Lionel spoke the endearment in a natural way. Balfour recognized that. It wasn’t just a word tacked on to a sentence that
was banal. She was his sweetheart. ‘Sweetheart, sweetheart’ Lionel would continue to name her when they were alone. But then
they weren’t going to be alone. He, Balfour, would lie close to them. ‘Making tea, Dotty,’ he called, unable to go into the
hut for the upwards swell of May’s breasts and the perfume that covered her like a cloak.

At that moment Lionel, as if overcome by the quality of the air
and the scenery about them, ran away from his sweetheart in the doorway and went hopping towards the trees, his brown shoes
dancing under the leaves and a white moon of baldness, not previously seen, rising across the slopes of his ginger head. Sounds
came from him like an elephant trumpeting.

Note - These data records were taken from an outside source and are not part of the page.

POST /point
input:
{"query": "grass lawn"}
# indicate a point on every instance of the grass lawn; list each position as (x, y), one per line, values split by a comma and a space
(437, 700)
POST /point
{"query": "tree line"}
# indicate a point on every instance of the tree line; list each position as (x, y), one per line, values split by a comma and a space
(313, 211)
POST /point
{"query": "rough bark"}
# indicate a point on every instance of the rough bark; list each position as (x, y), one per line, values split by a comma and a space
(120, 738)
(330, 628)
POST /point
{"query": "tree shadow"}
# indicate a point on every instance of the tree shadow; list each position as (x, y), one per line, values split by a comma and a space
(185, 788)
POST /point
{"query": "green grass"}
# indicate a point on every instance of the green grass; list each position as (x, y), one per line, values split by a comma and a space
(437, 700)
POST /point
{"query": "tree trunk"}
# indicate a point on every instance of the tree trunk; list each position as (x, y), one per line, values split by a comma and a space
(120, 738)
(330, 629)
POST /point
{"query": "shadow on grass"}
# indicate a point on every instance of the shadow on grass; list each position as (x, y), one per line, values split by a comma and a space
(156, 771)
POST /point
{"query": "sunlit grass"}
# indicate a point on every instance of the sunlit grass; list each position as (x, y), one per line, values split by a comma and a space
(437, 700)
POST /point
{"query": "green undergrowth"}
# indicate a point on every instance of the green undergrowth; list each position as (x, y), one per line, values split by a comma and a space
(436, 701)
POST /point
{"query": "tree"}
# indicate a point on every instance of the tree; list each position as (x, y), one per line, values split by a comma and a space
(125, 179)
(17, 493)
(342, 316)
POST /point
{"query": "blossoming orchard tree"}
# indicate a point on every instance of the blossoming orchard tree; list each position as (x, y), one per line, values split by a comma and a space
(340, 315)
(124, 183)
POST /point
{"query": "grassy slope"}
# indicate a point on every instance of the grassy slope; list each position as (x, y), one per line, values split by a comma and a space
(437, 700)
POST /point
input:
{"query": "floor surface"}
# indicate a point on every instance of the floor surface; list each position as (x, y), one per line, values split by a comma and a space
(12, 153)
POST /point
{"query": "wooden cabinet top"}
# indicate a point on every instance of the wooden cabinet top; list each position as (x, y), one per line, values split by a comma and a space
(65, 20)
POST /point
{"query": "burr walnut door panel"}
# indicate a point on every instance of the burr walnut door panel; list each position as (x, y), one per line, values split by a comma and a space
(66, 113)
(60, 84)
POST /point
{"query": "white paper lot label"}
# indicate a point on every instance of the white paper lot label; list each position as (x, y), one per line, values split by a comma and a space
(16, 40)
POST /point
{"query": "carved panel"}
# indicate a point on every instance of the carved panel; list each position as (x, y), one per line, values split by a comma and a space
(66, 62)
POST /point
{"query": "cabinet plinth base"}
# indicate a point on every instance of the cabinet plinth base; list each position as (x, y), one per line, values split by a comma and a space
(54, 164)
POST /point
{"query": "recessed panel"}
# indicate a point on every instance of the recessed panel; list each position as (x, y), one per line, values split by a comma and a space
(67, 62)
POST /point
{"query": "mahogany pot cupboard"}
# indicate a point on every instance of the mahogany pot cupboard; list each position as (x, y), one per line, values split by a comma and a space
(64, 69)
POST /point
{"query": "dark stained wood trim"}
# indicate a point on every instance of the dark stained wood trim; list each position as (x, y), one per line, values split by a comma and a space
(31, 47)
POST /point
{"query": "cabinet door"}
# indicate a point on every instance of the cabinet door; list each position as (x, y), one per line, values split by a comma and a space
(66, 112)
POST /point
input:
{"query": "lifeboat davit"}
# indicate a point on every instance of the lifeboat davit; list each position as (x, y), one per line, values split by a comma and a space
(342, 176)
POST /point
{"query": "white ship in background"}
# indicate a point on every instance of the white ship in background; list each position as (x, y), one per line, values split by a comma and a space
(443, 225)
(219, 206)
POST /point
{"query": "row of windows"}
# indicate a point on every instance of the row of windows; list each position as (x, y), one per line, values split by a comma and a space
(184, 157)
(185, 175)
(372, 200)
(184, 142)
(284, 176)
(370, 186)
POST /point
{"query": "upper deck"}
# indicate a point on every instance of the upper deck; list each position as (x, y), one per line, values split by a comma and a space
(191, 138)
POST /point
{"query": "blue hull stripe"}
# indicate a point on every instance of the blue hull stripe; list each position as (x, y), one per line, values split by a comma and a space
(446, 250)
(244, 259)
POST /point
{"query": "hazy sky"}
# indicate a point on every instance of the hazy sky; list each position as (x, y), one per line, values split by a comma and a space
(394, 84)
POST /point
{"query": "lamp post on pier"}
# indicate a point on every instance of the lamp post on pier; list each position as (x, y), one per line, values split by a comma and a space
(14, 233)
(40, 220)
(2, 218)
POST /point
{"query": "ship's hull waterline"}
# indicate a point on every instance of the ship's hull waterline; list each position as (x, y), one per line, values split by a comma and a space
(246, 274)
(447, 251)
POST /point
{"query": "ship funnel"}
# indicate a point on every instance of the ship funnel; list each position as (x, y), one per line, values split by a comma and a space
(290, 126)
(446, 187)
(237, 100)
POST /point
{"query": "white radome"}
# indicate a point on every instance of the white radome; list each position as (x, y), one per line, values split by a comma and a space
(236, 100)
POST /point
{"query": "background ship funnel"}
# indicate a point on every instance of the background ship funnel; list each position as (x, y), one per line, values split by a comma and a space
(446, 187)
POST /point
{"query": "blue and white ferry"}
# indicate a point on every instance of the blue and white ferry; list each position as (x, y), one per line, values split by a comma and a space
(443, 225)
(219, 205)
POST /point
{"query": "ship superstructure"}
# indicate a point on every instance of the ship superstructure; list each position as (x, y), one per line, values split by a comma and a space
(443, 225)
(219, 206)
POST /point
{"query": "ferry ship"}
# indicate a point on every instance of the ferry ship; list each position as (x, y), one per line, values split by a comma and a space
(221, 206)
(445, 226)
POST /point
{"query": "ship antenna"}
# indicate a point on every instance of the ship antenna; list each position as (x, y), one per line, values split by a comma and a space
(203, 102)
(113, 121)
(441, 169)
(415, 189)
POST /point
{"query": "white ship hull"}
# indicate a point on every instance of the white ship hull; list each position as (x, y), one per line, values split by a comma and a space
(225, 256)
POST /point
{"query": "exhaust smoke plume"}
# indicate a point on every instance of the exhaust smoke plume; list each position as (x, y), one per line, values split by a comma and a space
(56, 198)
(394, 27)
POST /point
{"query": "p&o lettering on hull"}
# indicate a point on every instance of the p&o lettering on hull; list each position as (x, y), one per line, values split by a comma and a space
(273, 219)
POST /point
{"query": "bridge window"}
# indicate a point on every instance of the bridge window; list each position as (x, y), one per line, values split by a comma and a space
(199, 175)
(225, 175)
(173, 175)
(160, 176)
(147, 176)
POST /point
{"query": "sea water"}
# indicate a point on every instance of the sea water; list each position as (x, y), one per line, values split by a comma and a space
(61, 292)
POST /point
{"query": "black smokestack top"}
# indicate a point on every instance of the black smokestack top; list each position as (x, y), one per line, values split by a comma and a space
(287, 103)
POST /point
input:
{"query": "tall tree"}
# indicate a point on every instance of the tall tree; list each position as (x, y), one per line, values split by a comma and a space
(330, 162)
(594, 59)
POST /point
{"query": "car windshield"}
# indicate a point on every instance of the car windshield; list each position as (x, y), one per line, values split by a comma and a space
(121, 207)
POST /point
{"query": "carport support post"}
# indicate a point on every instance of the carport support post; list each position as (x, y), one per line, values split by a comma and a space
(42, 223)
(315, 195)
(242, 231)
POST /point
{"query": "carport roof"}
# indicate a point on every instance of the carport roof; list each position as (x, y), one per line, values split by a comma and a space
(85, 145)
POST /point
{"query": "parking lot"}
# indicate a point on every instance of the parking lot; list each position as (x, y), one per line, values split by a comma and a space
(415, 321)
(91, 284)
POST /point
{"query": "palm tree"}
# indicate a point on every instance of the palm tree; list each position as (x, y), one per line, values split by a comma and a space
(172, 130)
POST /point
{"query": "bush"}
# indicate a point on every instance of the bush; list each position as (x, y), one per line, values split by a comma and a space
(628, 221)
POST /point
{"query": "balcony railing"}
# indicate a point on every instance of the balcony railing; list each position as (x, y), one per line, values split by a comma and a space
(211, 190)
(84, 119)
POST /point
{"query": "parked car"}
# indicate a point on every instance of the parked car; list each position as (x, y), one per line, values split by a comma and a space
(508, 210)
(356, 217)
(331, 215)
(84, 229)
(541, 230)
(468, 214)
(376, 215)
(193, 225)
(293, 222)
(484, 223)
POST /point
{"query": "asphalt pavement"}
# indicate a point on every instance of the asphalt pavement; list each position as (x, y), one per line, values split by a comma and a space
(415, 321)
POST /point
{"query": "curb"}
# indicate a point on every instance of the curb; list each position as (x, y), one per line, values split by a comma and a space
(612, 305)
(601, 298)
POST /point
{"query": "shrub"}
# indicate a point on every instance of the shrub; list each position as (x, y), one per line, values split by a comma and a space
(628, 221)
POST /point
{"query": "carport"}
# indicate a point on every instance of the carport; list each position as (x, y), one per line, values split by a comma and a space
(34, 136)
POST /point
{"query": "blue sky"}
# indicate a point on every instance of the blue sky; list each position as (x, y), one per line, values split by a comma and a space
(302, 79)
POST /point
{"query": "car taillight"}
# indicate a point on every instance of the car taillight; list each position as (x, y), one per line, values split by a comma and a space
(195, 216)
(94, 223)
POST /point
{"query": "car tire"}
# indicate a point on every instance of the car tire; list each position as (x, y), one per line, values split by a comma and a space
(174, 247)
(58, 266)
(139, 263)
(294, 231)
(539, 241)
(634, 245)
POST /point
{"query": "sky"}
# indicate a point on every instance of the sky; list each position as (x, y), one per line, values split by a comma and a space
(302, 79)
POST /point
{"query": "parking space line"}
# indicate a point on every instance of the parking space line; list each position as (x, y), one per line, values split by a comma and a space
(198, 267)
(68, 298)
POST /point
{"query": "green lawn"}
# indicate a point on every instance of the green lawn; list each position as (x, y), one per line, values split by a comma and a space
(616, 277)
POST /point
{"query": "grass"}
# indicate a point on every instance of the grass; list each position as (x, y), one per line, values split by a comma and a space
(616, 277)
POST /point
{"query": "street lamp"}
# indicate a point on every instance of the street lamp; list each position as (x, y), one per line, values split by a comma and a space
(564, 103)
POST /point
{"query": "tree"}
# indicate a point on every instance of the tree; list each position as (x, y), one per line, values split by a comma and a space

‘Goodness,’ May said and went into the hut, perhaps in disgust, leaving only Balfour to see Roland running straight into Lionel’s
arms. The child was swung into the air and down again and held against the grandfatherly moustache and kissed and borne with
gusto and hilarity back to the hut and up the steps.

‘Look what I’ve found,’ Lionel said archly, holding Roland like a baby.

‘Hallo, Roland,’ said May.

‘I’ve found a Roland, and such a big Roland. My word he’s a big Roland.’ The big Roland was swung upwards again to the ceiling.